It’s full beam ahead for proton therapy to treat rare tumours


The £380million hub, run by University College London Hospitals NHS Foundation Trust, will help 650 people a year with cancer as well as tackle rare benign lumps.

Conventional radiotherapy uses high-powered X-rays that pass all the way through the body, damaging tumours and healthy tissue alike.

But proton beams deliver a far more accurate dose of radiation, minimising harm.

This makes it particularly useful for treating growths in sensitive areas such as the brain and the spinal cord, reducing side-effects while allowing higher doses to be used.

Four patients began treatment last month at the centre. It costs roughly £45,000 per course and the machine will also be used in clinical cancer trials. Researchers are recruiting people for a trial for throat cancer and are exploring another for left-sided breast cancer, where the traditional treatment irradiates the heart.

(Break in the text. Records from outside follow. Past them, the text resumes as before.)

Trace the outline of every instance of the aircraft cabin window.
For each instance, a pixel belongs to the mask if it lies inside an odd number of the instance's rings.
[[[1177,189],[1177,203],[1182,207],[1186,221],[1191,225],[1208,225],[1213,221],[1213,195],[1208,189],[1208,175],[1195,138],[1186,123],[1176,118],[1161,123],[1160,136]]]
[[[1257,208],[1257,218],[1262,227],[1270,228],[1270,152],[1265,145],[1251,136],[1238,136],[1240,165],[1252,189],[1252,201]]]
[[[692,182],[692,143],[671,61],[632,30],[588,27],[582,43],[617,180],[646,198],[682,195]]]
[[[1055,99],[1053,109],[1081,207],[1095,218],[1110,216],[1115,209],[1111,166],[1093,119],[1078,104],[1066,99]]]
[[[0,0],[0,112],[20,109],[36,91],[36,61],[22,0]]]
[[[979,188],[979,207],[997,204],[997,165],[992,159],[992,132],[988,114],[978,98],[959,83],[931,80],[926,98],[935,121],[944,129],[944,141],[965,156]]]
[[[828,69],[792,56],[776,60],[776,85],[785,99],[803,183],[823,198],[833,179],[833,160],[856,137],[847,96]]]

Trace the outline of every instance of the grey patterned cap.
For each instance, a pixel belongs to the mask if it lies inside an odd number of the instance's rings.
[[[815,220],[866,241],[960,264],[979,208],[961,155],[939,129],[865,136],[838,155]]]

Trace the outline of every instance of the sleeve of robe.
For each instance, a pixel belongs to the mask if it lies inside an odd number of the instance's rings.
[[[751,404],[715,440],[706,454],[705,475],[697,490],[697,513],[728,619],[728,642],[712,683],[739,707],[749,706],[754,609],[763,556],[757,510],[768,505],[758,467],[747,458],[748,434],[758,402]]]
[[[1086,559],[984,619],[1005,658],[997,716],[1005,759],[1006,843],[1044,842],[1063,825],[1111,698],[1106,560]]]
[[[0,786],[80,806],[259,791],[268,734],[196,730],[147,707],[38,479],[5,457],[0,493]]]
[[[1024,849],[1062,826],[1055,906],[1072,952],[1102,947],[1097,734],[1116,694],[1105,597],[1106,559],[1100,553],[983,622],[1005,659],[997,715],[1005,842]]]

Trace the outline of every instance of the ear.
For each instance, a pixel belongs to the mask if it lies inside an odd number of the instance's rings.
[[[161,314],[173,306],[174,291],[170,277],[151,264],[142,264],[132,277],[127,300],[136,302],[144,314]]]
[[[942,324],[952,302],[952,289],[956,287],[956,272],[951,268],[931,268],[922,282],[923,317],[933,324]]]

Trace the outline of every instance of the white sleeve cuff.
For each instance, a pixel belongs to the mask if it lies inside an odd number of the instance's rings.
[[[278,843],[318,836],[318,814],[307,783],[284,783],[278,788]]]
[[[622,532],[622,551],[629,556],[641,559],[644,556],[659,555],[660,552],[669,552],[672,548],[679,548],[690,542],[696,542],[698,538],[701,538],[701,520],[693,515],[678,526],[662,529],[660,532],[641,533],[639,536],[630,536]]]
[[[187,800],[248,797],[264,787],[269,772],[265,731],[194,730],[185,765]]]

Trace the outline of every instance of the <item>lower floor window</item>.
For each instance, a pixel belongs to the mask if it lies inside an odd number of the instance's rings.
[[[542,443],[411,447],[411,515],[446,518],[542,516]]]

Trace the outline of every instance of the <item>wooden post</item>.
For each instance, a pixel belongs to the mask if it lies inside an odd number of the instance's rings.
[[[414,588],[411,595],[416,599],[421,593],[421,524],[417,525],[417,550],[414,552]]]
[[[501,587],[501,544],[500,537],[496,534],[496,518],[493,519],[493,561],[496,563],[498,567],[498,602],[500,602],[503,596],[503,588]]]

Proton beam therapy has been funded on the NHS since 2008.

But early patients had to go abroad for treatment, usually to northern Switzerland, Jacksonville in Florida or Essen in Germany.

Prof Adrian Crellin, who heads NHS England’s proton beam therapy programme, said: “Once UCLH has ramped up, we don’t see a need to send patients abroad and some too sick to go abroad can now be treated.” Jack Silberston, 16, of

Brighton, has a benign tumour on his spinal cord and is one of the first patients to be treated at the London proton beam centre.

Surgery at Christmas 2020 removed 90 per cent of the tumour but a scan in September revealed it had started to grow again.

However, sixth-former Jack said: “They say there is an 80 to 90 per cent chance the tumour won’t grow back after this.”

The UK’s first proton beam centre opened in Manchester in December 2018 and the new central London centre near Euston completes the national coverage.

The treatment hit the headlines in the autumn of 2014, when the parents of fiveyear-old Ashya King were arrested in Spain after removing their son from Southampton General Hospital. He was suffering with a cancerous brain tumour called medulloblastoma and surgeons removed it.

His doctors wanted to use chemotherapy and traditional radiotherapy the standard treatment to kill off any residual tumour cells and reduce the chance of the cancer returning.

But Ashya’s parents Brett and Naghmeh were worried about sideeffects, wanted him treated at a private clinic abroad and sprang him from the Southampton hospital.

A High Court judge in London later ordered that Ashya be released for the proton beam treatment in Prague.

The remedy which cost around £100,000 was paid for by donations.

It was successful and Ashya was later declared clear of cancer.

Today he is a healthy 11-year-old who attends school full-time and enjoys riding his bike and spending time with his brother and sister in Portsmouth.